The chemo is beginning to tell on Grace. (For you medical people, or those familiar with chemo side effects, she's beginning to experience mucositis, which is not fun at any age.) But Heather was able to spend several hours with her today, so that helped a lot.
And yes, we are surviving the cold, thanks for asking. They have a lovely pellet stove to snuggle up to when we need to warm up, and we're sleeping in the computer room, which gets toasty if you close the door. However, we're not taking leisurely strolls through town. Current temperature is a blamy 36F, but we're looking at a low of 15 tomorrow. No snow now, but you could (please) pray for our return flight next week, scheduled the day after a "potential winter storm." I'm okay with potential winter storms, as long as they don't materialize. :) Okay, maybe a few flakes would be fun to see, as long as they don't mess with air traffic.
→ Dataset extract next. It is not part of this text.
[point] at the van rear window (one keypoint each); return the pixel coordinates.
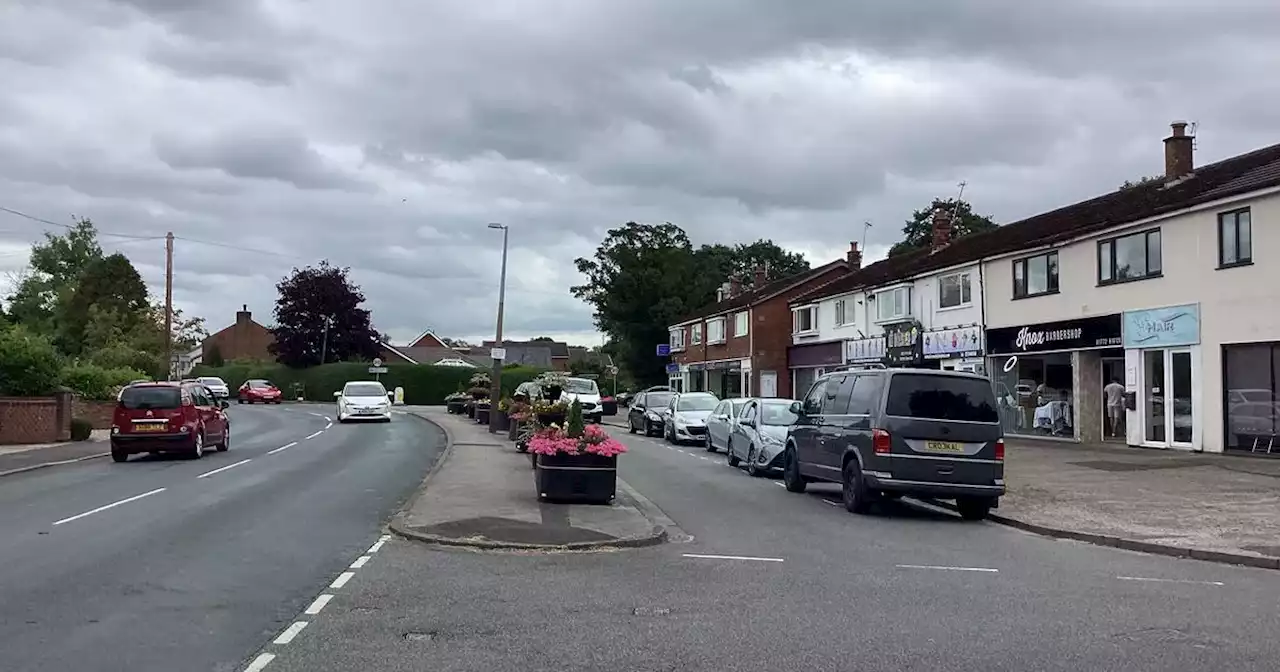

UPDATE (already): I should have waited five more minutes before posting. Now I have the word directly from Heather:
I drove up this morning to take Grace to her infusion today. It was good to see her!
She is mostly doing great. (She and Jon both tested negative today.) However, she is starting to develop mucositis, which is a very common side effect of chemo. This is where the mucus membranes do not replenish themselves after sloughing off. She will not fully heal until after her immune system builds back up after transplant. Unless the Holy Spirit does a divine healing work!
Tomorrow, she will be having an EKG and an ultrasound in addition to her final chemo for this round. These things are part of the pre-transplant whole-body workup.
We are now in New Hampshire with the family. We have not yet seen Grace nor Jon, except via Skype. They are staying in a hotel near the hospital until Thursday, when she completes her current round of chemotherapy. Grace is being a real trouper, but has been sad today. I don't know how much is due to chemo, but I know she is missing her large family, and lights up whenever she sees them on Skype.
It's been so good to see everyone else, and give and receive plenty of hugs. Our thanks to all of you who prayed for our travels, which went well. (Travelling on New Year's Day morning, while truckers and crazy motorcyclists are mostly still nursing their hangovers, is almost pleasant.)
The main thing now is to keep everyone healthy—which in a very busy, very large household during a New Hampshire winter may be a God-sized miracle in itself.